Adventist Health sits right in the middle of Boyle Heights. Willard said socioeconomic conditions played a role in it being one of the city’s hardest-hit neighborhoods – about a third of all families here make less than $25,000 a year.

“They have multiple families living in one home,” said Willard. “They’re not able to socially distance. Some of the stories that I’ve read, the backgrounds of the patients, they’re the sole breadwinners and they still have to go to work. And it’s so unfortunate.”

“This is in many ways ground zero?’ asked Begnaud.

“Absolutely.”

Willard himself is a West Point graduate and a former Army captain, who served active duty for five years, including one tour in Iraq.

Begnaud asked, “Given what you’ve seen in a war zone, how does this compare?”

“I think there’s a lot of similarities,” Willard replied, “in the ability of our nurses to pull through, have that teamwork mentality, just like my soldiers did.”

Bagwell said, “I felt tremendous pressure because I didn’t want to drop the ball. So, I felt tremendous pressure to come in, learn everything I could, and really integrate myself and become part of the team.

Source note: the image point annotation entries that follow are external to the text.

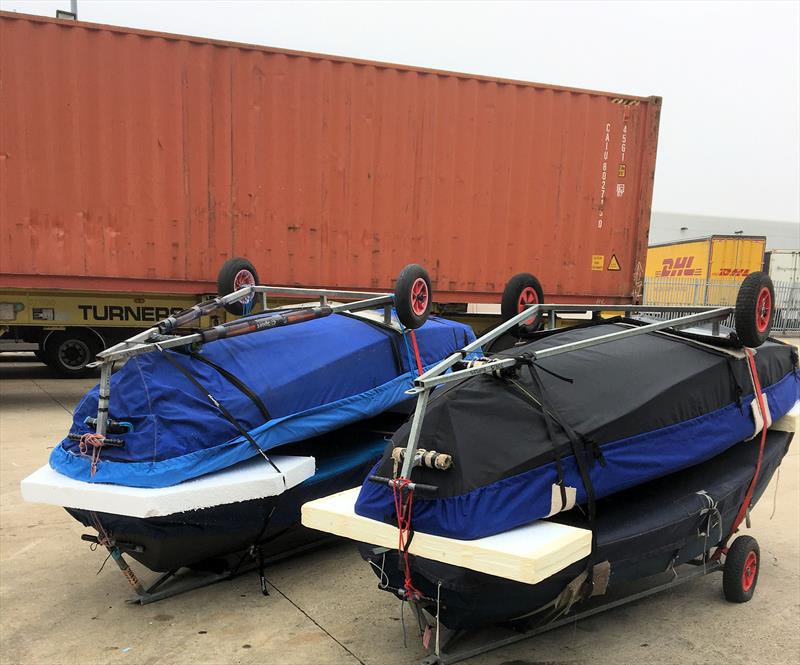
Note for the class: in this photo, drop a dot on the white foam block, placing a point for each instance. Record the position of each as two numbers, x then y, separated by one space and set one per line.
253 479
526 554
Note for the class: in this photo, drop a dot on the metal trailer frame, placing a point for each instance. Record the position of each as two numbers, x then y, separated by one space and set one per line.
452 646
439 375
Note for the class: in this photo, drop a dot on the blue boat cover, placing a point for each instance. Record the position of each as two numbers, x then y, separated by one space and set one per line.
313 378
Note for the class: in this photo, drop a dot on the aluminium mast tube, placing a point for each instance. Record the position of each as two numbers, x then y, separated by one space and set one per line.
426 383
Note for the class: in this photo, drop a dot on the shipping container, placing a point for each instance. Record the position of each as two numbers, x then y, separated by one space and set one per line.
702 271
783 265
138 161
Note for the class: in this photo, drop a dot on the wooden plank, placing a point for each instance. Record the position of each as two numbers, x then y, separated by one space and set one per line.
526 554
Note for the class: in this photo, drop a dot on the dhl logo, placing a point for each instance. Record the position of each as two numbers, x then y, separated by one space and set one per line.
680 266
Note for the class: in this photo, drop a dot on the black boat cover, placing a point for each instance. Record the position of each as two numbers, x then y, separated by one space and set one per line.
638 409
640 532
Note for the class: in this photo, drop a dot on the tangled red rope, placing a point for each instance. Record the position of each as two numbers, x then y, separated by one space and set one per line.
96 442
740 516
403 506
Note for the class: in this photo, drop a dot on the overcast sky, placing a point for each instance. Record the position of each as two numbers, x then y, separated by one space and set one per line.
729 72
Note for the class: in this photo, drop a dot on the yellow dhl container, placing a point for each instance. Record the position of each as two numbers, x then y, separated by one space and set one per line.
704 271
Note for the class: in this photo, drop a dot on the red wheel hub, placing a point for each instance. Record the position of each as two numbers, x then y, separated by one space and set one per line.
763 309
527 297
419 296
244 278
750 571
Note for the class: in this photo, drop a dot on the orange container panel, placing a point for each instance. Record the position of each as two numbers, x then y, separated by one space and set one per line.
137 160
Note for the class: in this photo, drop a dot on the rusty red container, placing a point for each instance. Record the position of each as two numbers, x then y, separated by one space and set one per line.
132 160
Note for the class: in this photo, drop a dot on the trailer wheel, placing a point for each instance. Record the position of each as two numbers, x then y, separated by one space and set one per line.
740 575
413 296
754 309
69 352
233 275
522 291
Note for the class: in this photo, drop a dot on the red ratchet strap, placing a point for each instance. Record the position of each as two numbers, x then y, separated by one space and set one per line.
749 495
416 352
402 507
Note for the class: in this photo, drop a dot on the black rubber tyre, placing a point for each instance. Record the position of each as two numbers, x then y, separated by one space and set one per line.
755 306
740 574
522 290
68 352
233 275
413 296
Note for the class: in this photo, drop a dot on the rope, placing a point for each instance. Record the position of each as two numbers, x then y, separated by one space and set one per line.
95 441
403 507
751 488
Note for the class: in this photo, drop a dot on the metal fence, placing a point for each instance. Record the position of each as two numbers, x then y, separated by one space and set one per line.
687 291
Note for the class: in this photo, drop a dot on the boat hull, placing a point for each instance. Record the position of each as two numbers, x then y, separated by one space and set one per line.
641 532
620 414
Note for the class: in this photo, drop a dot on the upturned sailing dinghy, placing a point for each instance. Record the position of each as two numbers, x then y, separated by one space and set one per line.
568 416
641 532
207 442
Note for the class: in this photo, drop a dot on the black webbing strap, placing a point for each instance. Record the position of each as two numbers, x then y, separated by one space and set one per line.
577 442
550 433
237 383
226 414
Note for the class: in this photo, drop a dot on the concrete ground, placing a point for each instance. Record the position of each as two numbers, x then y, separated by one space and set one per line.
324 607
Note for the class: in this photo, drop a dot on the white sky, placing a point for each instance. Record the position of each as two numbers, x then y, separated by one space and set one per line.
729 72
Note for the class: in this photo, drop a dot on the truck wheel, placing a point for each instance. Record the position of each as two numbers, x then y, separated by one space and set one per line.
70 351
740 574
522 291
754 309
233 275
413 296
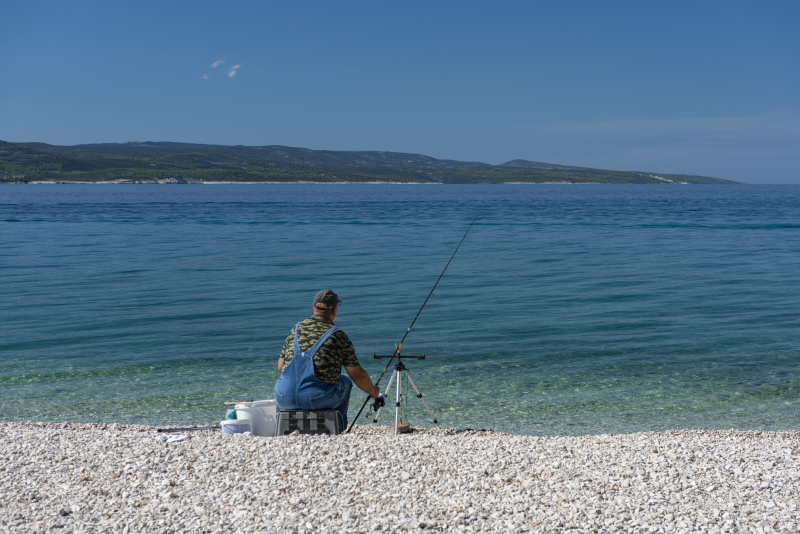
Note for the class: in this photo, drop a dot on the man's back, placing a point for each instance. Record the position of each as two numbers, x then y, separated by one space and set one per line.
335 352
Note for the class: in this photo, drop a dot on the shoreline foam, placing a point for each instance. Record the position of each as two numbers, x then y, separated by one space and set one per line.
117 478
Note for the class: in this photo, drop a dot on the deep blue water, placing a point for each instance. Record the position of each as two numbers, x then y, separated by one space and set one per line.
568 310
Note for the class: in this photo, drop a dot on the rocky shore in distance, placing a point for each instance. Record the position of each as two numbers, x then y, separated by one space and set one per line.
115 478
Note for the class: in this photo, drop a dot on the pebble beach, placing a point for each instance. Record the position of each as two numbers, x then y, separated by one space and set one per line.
114 478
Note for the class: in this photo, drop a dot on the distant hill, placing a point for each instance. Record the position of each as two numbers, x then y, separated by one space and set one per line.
167 162
525 164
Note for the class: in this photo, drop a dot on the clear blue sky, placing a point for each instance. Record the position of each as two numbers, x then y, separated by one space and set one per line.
706 88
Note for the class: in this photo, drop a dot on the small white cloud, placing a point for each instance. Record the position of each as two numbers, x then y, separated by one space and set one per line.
231 73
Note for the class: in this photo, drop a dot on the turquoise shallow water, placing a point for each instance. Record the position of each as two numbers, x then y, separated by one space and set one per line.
568 310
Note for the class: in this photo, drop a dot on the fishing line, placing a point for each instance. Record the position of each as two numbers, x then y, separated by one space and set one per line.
410 328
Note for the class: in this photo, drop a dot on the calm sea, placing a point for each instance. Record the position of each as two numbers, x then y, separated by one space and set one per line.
568 310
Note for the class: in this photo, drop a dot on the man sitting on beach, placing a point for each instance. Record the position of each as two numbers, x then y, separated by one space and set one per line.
312 360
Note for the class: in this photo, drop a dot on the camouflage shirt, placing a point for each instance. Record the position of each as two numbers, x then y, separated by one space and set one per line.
332 355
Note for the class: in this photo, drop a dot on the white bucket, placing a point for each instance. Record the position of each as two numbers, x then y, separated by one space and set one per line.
235 426
263 416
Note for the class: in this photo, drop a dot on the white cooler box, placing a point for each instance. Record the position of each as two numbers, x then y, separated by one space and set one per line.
263 416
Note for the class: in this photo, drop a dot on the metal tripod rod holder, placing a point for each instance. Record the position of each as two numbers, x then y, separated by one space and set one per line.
399 368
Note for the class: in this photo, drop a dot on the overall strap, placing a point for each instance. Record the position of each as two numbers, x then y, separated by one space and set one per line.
296 344
313 350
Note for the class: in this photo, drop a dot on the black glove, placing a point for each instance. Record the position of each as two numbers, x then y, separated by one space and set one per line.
380 402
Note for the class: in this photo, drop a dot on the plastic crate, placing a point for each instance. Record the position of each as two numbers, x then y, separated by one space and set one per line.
308 422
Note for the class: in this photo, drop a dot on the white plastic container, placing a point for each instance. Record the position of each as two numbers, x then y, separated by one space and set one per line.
235 426
263 416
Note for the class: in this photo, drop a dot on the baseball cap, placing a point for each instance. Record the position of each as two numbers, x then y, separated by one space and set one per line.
328 298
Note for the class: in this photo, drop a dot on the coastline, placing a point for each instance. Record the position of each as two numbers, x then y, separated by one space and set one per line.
117 478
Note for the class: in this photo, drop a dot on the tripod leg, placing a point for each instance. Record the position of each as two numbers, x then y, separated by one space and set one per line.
419 396
386 394
397 402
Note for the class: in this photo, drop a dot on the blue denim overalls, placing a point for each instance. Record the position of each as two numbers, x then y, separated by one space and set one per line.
300 389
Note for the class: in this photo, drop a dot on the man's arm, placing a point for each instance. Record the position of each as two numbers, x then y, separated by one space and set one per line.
360 378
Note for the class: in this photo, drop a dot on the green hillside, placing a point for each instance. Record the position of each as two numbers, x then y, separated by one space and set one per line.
151 162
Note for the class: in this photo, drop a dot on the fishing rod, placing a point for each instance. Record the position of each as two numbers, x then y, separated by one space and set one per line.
397 347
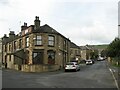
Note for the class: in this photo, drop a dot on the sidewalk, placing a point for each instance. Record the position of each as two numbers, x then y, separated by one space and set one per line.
115 73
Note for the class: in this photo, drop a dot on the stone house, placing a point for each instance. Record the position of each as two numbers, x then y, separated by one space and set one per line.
35 49
74 52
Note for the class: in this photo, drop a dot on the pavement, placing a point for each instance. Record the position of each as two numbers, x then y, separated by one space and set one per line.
115 71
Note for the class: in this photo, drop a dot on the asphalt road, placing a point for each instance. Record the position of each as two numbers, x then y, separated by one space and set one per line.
90 76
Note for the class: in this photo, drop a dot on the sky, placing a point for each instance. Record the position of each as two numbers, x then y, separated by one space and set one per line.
84 22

And I think we accomplished that.”

Also on the front lines, Adventist Health is launching a community vaccination effort next week, because many people here do not have internet access and don’t know where to sign up for shots.

There are similar issues in underserved communities around the country. For example, in New York City, 24 percent of the population is Black and 30 percent is Latino, yet they account for only 11 and 15 percent, respectively, of vaccinations received. In New Jersey, it’s even lower; with 15 percent Black and 20 percent Latino population, they only account for three and five percent, respectively, of those vaccinated. 

So, in Boyle Heights, they will begin bringing vaccine doses door-to-door.